The 6-Week NIS-2 Sprint: How to Move the Needle
The 6-Week NIS-2 Sprint: How to Move the Needle
The Wrong Starting Question
Most organisations begin their NIS-2 journey with the wrong question. They ask which tool to buy, which framework to adopt, which consultant to hire. All of these come too early.
The right question is simpler: Where do we actually stand, and what are our three most critical gaps?
Without an honest answer to that question, organisations end up in an 18-month project that delivers a 200-page document nobody reads. And then they face a board meeting where the CISO has to explain why, after a full year, nothing measurable has been delivered.
Six Weeks to Boardroom Clarity
The sprint approach turns that cycle into a six-week loop with a clear output.
Weeks 1-2: Gap Analysis Without PowerPoint
No slides. No predetermined answers. Instead: structured interviews with the people who carry operational responsibility. The IT lead, the data protection officer, operations management.
The goal is a real picture of the current security posture, not the aspirational version from the last audit report. Documents describe how things should work. People describe how they actually work.
Week 3: Prioritisation with a Framework
Not every item on the NIS-2 checklist carries equal weight. The formula is straightforward: Risk multiplied by implementation effort. That produces a Top-5 list of gaps with the highest leverage.
Three implemented controls beat twenty that are in progress.
Weeks 4-5: First Measures, First Evidence
Implementation starts before the concept is final. Roles are clarified: who owns which control, who produces evidence, who escalates.
Initial documentation is created. Not perfect. But solid enough to withstand an audit.

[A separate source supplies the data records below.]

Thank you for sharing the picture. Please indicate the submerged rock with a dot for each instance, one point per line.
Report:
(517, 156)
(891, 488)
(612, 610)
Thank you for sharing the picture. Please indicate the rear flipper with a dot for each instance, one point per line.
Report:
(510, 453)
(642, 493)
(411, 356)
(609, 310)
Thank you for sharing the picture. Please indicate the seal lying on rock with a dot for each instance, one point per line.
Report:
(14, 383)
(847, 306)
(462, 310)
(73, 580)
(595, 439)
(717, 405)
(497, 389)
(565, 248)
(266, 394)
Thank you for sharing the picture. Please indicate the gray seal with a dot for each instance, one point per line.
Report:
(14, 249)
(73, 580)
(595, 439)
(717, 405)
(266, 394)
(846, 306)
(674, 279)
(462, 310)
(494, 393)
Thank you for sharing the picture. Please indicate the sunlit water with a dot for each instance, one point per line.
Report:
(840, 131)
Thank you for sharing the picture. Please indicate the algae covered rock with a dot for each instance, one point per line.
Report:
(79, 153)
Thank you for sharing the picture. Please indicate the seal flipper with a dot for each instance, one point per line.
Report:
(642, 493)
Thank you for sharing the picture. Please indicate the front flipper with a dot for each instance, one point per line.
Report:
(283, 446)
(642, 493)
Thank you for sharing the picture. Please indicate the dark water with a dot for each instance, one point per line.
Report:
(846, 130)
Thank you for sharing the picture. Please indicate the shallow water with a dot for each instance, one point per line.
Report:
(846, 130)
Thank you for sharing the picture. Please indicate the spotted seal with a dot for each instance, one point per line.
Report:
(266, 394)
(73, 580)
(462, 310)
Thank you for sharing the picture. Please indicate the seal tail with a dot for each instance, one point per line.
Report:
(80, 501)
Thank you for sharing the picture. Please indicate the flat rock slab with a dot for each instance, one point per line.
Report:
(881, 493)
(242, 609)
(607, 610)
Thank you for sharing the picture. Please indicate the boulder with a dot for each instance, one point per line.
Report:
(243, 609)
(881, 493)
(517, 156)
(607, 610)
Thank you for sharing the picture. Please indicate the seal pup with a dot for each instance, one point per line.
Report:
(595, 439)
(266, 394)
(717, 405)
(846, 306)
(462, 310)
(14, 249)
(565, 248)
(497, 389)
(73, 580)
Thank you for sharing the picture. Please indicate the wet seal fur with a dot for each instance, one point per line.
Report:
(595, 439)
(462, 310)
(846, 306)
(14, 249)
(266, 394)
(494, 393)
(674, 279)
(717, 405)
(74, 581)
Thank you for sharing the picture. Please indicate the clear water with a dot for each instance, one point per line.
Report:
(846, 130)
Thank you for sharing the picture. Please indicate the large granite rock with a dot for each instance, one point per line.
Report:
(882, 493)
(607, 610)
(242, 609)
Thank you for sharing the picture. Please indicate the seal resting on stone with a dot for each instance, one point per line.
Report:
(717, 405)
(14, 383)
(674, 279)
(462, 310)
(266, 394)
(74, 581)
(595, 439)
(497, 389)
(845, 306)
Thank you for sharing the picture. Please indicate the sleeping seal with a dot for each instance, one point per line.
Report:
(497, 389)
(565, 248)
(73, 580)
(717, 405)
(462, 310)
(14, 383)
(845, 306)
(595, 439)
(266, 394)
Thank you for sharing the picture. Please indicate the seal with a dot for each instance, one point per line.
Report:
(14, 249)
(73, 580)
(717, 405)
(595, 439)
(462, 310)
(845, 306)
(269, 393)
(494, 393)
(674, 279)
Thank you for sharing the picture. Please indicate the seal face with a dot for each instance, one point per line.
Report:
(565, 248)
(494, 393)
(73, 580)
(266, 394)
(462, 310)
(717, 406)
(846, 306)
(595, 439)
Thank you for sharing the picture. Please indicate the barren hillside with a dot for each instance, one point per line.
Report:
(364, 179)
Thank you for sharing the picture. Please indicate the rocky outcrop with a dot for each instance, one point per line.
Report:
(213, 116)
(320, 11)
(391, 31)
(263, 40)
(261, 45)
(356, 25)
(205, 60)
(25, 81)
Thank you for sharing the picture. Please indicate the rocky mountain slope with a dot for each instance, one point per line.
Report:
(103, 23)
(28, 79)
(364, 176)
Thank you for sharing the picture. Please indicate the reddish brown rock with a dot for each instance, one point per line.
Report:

Week 6: Board Report in Two Pages
No 60-page presentation. Two pages in plain language: what was the starting point, what was achieved, what are the next steps.
Boards have limited time and low tolerance for technical jargon. Two pages land. Sixty pages get filed.
The Real Breakthrough: Visibility
NIS-2 compliance is not purely an IT project. It is a governance issue. And governance issues fail when they remain invisible.
The sprint approach delivers more than the measures that get implemented. It delivers the moment when a board, for the first time, genuinely understands where the organisation stands, what the gaps are, and what comes next.
Visibility creates trust. Trust creates budget. Budget enables execution.
Where to Start
The sprint model works when three conditions are in place:
- Clear mandate from the top. Without backing from senior leadership, every sprint stalls in week three.
- Experienced facilitation. The quality of the gap analysis depends entirely on the quality of the questions asked.
- Willingness to prioritise. Organisations that try to do everything simultaneously rarely finish week six.
The first step costs nothing: an honest conversation with the three people who know most about the organisation's actual security posture. No workshop. No template. Just the conversation.